Waves propagating near an event horizon display interesting features including logarithmic phase singularities and caustics. We consider an acoustic horizon in a flowing Bose–Einstein condensate where the elementary excitations obey the Bogoliubov dispersion relation. In the Hamiltonian ray theory the solutions undergo a broken pitchfork bifurcation near the horizon and one might therefore expect the associated wave structure to be given by a Pearcey function, this being the universal wave function that dresses catastrophes with two control parameters. However, the wave function is in fact an Airy-type function supplemented by a logarithmic phase term, a novel type of wave catastrophe. Similar wave functions arise in aeroacoustic flows from jet engines, path integrals in radio astronomy, and also gravitational horizons if dispersion which violates Lorentz symmetry in the UV is included.

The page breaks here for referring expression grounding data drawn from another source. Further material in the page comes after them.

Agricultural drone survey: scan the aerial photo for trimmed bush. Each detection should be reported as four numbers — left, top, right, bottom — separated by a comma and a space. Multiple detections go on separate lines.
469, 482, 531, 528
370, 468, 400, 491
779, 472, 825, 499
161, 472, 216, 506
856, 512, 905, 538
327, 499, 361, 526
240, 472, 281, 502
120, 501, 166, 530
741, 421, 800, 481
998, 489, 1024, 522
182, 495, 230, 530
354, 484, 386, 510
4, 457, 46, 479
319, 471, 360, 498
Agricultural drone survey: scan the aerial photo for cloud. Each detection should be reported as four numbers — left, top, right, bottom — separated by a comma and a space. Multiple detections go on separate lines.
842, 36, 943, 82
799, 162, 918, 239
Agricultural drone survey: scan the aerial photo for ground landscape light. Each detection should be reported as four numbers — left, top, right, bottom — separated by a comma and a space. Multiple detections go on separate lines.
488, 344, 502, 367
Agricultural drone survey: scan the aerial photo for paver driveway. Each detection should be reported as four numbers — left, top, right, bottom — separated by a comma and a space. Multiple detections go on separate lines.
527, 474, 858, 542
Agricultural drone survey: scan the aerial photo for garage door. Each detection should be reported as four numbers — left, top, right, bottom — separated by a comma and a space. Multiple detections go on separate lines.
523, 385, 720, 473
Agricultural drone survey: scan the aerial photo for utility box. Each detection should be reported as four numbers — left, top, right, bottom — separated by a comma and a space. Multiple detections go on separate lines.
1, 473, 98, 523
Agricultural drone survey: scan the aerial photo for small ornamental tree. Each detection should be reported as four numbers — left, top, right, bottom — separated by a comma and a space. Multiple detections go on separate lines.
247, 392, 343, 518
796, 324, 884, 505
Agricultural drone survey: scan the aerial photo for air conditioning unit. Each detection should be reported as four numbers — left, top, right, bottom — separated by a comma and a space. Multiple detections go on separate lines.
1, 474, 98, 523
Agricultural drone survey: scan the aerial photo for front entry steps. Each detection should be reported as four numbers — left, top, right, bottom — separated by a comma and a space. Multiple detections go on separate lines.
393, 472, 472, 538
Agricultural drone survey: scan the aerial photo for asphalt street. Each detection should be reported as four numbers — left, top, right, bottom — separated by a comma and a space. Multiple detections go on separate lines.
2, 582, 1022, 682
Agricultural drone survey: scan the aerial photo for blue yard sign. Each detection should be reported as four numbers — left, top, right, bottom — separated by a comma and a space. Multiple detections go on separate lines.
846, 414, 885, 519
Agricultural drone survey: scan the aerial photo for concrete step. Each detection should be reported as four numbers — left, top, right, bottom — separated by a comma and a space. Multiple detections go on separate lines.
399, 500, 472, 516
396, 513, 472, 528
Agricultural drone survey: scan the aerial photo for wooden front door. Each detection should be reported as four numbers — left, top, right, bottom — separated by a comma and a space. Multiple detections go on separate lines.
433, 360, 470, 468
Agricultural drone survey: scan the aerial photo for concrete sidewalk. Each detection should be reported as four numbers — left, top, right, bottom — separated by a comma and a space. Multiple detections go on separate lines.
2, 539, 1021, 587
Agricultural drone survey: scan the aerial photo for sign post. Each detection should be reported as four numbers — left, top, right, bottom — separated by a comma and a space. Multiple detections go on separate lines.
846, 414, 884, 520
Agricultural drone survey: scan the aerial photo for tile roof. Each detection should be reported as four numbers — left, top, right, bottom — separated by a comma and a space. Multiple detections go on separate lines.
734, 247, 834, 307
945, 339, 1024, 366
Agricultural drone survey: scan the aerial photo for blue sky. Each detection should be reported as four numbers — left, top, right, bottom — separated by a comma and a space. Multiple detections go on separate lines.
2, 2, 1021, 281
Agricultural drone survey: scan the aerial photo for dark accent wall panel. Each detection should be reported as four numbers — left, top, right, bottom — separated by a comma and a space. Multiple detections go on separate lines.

The approach we take differs from most previous authors in that we analyze the behavior of the integral representation of the wave function using exponential coordinates. This allows for a different treatment of the branch cuts and gives rise to an analysis based purely on saddlepoint expansions. We are thereby able to resolve the multiple real and complex waves that interact at the horizon and its companion caustic. We find that the horizon is a physical manifestation of a Stokes surface, marking the place where a wave is born, and that the horizon and the caustic do not in general coincide: the finite spatial region between them delineates a broadened horizon.